This dish is best enjoyed as soon as you make it because the flavors are freshest immediately after assembling the dish. If you don’t think you can finish the entire dish, do not toss the zucchini noodles in the avocado pesto. Store the noodles and sauce separately in the fridge and eat within the next couple days.
- Prep Time:10m
- Total Time:10m
- 3 medium zucchini, spiralized
- 1 ripe avocado, pitted and peeled
- 1 c loosely-packed fresh basil leaves
- 1 tbsp. extra-virgin olive oil
- 3 tbsp. freshly-squeezed lemon juice
- 1 clove garlic, minced
- 1 tbsp. nutritional yeast
- pinch of sea salt
- pinch of pepper
- 1 c cherry tomatoes, halved
- After spiralizing the zucchini noodles, place them in a strainer in the sink and sprinkle a little sea salt on them to help draw out some of the moisture.
- Add the avocado, basil, olive oil, lemon juice, garlic, nutritional yeast, and sea salt and pepper in a blender and blend until smooth.

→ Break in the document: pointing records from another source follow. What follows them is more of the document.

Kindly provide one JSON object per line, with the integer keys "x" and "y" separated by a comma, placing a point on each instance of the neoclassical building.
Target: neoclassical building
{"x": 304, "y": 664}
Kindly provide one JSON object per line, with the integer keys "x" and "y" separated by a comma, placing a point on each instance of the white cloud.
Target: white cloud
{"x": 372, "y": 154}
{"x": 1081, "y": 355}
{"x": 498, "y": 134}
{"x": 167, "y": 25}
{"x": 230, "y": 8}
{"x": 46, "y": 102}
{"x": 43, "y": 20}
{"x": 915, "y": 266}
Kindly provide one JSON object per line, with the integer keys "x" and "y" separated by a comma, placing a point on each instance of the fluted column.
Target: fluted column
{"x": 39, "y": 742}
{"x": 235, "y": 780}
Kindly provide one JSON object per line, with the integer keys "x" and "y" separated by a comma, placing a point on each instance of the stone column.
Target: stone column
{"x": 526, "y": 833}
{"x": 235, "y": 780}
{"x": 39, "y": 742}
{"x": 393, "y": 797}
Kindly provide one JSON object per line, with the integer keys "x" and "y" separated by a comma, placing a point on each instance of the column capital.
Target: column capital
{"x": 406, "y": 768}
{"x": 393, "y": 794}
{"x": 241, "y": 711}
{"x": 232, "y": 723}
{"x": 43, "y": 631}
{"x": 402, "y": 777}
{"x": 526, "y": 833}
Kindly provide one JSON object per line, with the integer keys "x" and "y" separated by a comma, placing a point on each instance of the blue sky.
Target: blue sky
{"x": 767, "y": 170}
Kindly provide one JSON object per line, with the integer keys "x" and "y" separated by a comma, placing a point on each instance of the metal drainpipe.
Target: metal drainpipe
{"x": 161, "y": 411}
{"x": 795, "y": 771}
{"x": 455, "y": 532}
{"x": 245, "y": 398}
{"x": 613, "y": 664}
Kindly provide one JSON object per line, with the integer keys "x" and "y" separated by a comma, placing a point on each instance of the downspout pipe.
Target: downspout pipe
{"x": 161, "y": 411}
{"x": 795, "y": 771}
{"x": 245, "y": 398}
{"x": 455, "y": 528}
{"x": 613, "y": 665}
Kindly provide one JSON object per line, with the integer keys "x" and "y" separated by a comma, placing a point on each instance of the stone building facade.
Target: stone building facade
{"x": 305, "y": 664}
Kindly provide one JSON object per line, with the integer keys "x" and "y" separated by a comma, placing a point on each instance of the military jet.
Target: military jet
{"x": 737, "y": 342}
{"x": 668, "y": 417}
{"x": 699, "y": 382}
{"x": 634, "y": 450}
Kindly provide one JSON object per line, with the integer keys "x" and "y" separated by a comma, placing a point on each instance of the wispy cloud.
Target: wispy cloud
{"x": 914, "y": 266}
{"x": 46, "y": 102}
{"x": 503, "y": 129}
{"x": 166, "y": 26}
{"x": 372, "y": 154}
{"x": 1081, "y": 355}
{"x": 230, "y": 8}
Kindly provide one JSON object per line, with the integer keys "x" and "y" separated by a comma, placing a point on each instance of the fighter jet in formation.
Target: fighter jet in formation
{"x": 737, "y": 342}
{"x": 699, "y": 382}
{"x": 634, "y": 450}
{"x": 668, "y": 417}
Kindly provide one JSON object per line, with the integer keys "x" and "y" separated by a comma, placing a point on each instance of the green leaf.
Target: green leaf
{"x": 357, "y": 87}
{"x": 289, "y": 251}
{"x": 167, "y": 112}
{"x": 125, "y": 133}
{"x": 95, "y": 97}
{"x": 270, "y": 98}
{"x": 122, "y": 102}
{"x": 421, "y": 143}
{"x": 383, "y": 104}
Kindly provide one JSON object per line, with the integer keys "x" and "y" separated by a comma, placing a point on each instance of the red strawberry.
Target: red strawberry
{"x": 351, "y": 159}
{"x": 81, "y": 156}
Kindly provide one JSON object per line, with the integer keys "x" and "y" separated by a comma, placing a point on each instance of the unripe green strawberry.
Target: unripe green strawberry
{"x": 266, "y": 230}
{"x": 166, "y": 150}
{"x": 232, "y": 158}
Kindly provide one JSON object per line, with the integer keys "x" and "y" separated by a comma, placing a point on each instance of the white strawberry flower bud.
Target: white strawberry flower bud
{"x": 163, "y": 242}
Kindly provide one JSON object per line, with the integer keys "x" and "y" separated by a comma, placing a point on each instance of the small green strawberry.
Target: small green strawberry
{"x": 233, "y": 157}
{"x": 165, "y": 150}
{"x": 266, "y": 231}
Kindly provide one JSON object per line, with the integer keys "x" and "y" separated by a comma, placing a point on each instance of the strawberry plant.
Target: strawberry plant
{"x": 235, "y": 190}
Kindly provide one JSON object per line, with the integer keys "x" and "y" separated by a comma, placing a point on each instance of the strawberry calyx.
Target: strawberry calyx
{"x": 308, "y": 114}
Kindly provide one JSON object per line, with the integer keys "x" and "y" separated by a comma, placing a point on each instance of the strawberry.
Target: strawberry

- Rinse the zucchini noodles and gently pat them dry with some paper towels.
- Add the zucchini noodles to a large mixing bowl and pour the avocado pesto over them. Toss to coat all of the noodles and then add the cherry tomatoes. Serve and enjoy.
- If you have leftovers, they will keep fresh in an airtight container in the fridge for up to 24 hours. You can always store noodles and pesto separately to stay fresh for a couple days.